Fasilitas Khusus: Penyelenggara wajib menggunakan sound system milik Kecamatan Lasalimu Selatan sebagai syarat terbitnya rekomendasi izin.
Batas Waktu: Seluruh kegiatan hiburan malam wajib berakhir paling lambat pukul 00.00 WITA.
Pengamanan: Wajib melibatkan unsur TNI/Polri serta Linmas desa, disertai penyediaan penerangan yang memadai.
Sanksi Tegas Bagi Pelanggar
Guna memberikan efek jera, Rakor juga menyepakati sanksi berat bagi desa yang gagal menjaga ketertiban. Jika terjadi keributan saat acara berlangsung, pihak kepolisian berwenang menghentikan acara dan mencabut izin hiburan malam di desa tersebut selama enam bulan.
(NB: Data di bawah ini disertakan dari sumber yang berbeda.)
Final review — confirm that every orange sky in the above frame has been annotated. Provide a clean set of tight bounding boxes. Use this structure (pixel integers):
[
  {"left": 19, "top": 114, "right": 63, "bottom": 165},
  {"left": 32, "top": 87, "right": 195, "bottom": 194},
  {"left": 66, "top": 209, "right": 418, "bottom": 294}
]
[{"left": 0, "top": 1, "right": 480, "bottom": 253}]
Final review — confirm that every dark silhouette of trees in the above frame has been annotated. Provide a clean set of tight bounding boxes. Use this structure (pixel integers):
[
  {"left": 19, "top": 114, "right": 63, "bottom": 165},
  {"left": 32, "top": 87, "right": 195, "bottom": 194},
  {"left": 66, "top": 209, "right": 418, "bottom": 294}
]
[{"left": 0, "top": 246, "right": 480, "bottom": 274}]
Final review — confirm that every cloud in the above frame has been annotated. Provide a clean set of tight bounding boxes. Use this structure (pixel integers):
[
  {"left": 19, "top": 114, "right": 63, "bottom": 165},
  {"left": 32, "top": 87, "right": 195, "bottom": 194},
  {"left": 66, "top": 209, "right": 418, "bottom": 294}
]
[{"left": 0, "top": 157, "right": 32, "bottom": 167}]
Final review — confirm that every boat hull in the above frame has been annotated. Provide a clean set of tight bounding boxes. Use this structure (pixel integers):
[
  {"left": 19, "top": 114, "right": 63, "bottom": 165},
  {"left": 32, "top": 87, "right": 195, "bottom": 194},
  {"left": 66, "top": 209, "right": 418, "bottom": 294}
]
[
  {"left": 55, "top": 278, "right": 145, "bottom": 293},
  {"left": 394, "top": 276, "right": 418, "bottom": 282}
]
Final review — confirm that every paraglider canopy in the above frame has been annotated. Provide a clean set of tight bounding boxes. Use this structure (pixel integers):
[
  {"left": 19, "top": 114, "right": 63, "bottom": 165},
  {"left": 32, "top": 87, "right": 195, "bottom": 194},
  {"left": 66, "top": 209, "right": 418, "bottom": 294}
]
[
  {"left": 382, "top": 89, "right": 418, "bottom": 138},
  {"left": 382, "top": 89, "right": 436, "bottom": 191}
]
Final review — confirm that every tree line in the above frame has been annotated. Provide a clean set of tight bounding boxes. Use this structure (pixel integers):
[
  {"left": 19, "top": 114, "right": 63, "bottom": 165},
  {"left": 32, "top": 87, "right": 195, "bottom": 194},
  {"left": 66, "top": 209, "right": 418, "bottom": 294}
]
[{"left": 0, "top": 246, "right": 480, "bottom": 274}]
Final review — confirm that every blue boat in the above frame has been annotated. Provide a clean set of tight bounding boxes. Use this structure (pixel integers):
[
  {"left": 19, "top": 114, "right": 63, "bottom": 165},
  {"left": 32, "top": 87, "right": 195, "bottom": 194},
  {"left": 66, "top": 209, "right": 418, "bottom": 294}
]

Apabila terjadi konflik antar pemuda dari desa yang berbeda, sanksi pembekuan izin hiburan malam akan diberlakukan bagi kedua desa yang terlibat. Pihak kepolisian juga akan menindak tegas setiap kegiatan yang dilaksanakan tanpa izin resmi.
Camat Lasalimu Selatan LM Hidayat Taslim, berharap seluruh kepala desa dan masyarakat dapat mendukung penuh kebijakan ini demi menciptakan lingkungan yang aman. "Mari kita mendukung Polri, khususnya Polsek Ambuau Indah, dalam menjaga ketenangan di wilayah kita," pungkas Camat.